Die Blüten sind goldgelb mit schwarzen Punkten oder Strichen.
Die Blüte sitzt auf einem schwarzdrüsigem Stiel, in einem trugdoldigen
Blütenstand. Die Frucht ist breit bis schmal eiförmig, mit Drüsen.
DROGEN (verwendete Pflanzenteile)
Hyperici flos recens (syn. Flores Hyperici recentes); Frische Johanniskrautblüten.
Hyperici herba (syn. Herba Hyperici, Hypericum cum flore, Sumitates Hyperici); Johanniskraut (syn. Feldhopfenkraut, Tüpfelhartheu).

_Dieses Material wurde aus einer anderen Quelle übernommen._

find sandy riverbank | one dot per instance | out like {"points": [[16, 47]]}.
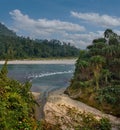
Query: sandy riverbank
{"points": [[52, 61], [58, 104]]}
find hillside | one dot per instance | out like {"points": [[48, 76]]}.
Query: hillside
{"points": [[15, 47], [96, 80]]}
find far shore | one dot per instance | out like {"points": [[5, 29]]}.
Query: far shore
{"points": [[44, 61]]}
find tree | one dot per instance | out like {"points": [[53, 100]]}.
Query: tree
{"points": [[96, 64]]}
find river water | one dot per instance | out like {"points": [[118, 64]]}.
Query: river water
{"points": [[44, 77]]}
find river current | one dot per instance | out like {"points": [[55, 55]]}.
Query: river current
{"points": [[44, 77]]}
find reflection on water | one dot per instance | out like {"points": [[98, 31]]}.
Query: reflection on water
{"points": [[44, 77]]}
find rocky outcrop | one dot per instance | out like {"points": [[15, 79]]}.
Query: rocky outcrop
{"points": [[65, 112]]}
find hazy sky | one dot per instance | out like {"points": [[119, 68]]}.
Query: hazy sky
{"points": [[75, 21]]}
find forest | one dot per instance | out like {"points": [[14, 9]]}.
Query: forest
{"points": [[16, 47], [96, 79]]}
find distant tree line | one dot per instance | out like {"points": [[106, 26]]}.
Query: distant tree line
{"points": [[14, 47], [96, 79]]}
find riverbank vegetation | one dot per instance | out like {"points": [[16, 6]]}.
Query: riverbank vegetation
{"points": [[96, 80], [16, 104], [15, 47]]}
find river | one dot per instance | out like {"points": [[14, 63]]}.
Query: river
{"points": [[44, 77]]}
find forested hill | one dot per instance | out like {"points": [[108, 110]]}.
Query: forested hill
{"points": [[96, 79], [15, 47]]}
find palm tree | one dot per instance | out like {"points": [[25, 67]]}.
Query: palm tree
{"points": [[96, 64]]}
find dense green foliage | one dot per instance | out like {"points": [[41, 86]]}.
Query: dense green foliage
{"points": [[14, 47], [16, 104], [96, 79]]}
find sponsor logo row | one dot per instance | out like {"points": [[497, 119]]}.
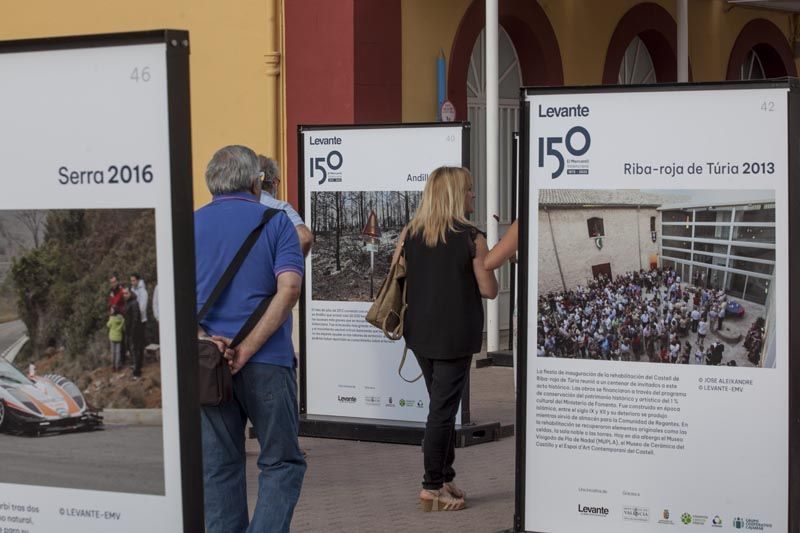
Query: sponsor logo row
{"points": [[377, 401], [642, 514]]}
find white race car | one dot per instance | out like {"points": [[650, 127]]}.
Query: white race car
{"points": [[34, 405]]}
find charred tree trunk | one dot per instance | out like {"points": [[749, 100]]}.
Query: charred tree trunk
{"points": [[338, 208], [361, 221]]}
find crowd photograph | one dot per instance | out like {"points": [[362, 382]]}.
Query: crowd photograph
{"points": [[643, 316], [656, 276]]}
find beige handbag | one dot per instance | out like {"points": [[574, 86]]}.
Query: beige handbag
{"points": [[389, 306]]}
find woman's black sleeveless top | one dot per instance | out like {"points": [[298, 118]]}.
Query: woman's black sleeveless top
{"points": [[444, 317]]}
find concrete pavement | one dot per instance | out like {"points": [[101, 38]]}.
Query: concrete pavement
{"points": [[117, 459], [11, 335], [373, 487]]}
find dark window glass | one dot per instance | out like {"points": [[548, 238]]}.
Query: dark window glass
{"points": [[712, 215], [675, 216], [754, 233], [713, 248], [686, 245], [676, 255], [595, 225], [676, 231], [756, 253], [756, 213], [752, 267], [756, 289], [712, 232]]}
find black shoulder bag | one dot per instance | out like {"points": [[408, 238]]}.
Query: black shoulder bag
{"points": [[215, 383]]}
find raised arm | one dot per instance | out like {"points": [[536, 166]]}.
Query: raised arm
{"points": [[306, 238], [487, 283], [399, 247], [504, 249], [289, 284]]}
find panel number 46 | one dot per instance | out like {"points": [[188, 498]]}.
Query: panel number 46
{"points": [[141, 74]]}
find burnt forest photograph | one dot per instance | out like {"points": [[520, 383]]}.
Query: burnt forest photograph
{"points": [[355, 235]]}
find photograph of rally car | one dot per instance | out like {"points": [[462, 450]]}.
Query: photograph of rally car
{"points": [[34, 405]]}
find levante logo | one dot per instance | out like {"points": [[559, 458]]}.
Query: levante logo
{"points": [[576, 142], [327, 167]]}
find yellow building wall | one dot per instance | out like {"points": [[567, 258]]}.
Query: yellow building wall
{"points": [[428, 26], [583, 29], [234, 80]]}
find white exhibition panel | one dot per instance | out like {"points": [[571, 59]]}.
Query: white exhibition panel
{"points": [[79, 110], [352, 370], [733, 468]]}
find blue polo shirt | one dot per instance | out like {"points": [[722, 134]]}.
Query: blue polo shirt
{"points": [[220, 229], [270, 201]]}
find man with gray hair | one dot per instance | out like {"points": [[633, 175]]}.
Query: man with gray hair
{"points": [[263, 364], [270, 179]]}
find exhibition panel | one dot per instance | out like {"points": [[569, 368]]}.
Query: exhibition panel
{"points": [[656, 290], [95, 159]]}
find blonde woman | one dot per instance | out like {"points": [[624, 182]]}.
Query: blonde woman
{"points": [[444, 255]]}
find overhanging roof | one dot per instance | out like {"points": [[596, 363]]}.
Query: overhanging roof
{"points": [[780, 5]]}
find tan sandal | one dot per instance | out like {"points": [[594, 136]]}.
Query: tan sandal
{"points": [[439, 500], [456, 492]]}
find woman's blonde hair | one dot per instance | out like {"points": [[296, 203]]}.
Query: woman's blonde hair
{"points": [[442, 205]]}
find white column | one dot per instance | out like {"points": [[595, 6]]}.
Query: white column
{"points": [[492, 167], [683, 41]]}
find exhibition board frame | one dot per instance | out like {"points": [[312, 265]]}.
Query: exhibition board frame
{"points": [[376, 430], [793, 258], [182, 229]]}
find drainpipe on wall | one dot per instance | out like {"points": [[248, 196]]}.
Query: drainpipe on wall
{"points": [[555, 249], [638, 233], [683, 41], [492, 159], [441, 84], [275, 88]]}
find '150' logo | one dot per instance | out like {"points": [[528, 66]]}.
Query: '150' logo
{"points": [[332, 162], [553, 150]]}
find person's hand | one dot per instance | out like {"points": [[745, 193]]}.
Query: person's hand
{"points": [[223, 343], [241, 355]]}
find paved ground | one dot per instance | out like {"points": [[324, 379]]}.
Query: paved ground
{"points": [[10, 332], [370, 487], [118, 458]]}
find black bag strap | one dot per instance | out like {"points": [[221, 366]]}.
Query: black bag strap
{"points": [[233, 268]]}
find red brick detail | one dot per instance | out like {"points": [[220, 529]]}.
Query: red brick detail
{"points": [[378, 61], [657, 29], [771, 46], [534, 39], [319, 71]]}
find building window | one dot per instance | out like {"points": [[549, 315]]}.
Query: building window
{"points": [[637, 65], [595, 225], [752, 68]]}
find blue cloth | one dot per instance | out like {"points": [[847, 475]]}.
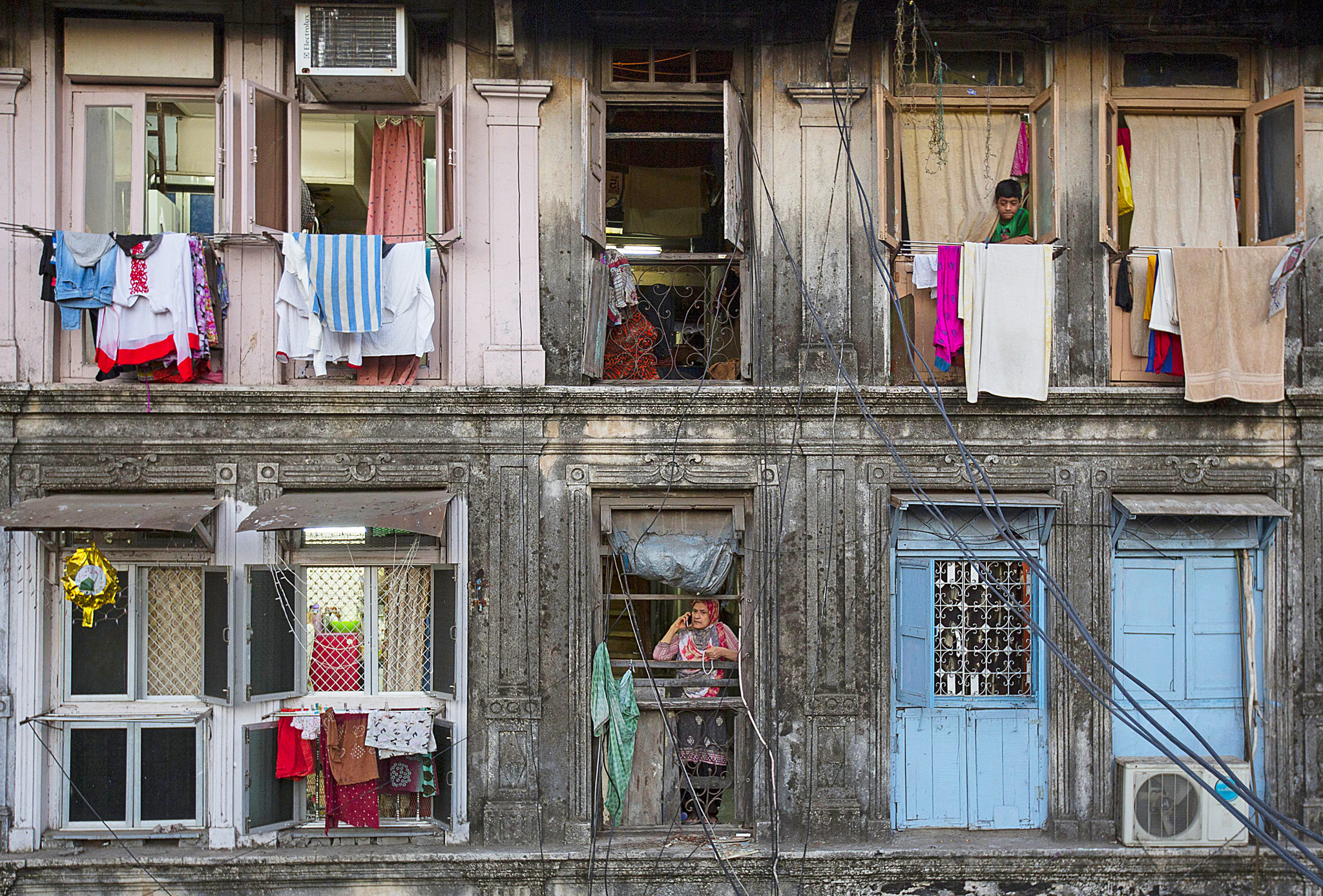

WIRKSTOFFE / INHALTSSTOFFE
Naphthodianthrone:
Johanniskraut enthält durchschnittlich 0.1 - 0.3 %
Naphthodianthrone, darunter Hypericin, Pseudohypericin, Protohypericin,
Protopseudohypericin, Cyclohypericin und Skyrinderivate. Diese sind
vor allem in den Exkretblättern der Blüten und Knospen lokalisiert.
Flavon- und Flavonolderivate:
Nachgewiesen wurden 2 bis 4 % Flavonoide, vorwiegend
Quercetinglykoside mit Hyperosid (ca. 0,7 %), Quercitrin (ca. 0,3 %),
Rutosid ca. (0,3 %) und Isoquerictrin (ca. 0,3 %) als Hauptkomponenten.
Ferner die Aglyka Quercetin, Kämpferol, Luteolin und Myricetin sowie
Biflavone wie I3,II8-Biapigenin, Amentoflavon.
Phloroglucinderivate:
Hauptsächlich Hyperforin 2 bis 4 % (HPLC) neben wenig
Adhyperforin. Der Hyperforingehalt ist am höchsten in reifen Früchten
(etwa 4,5 %), Adhyperforin wurde in einer erheblichen Menge von ca.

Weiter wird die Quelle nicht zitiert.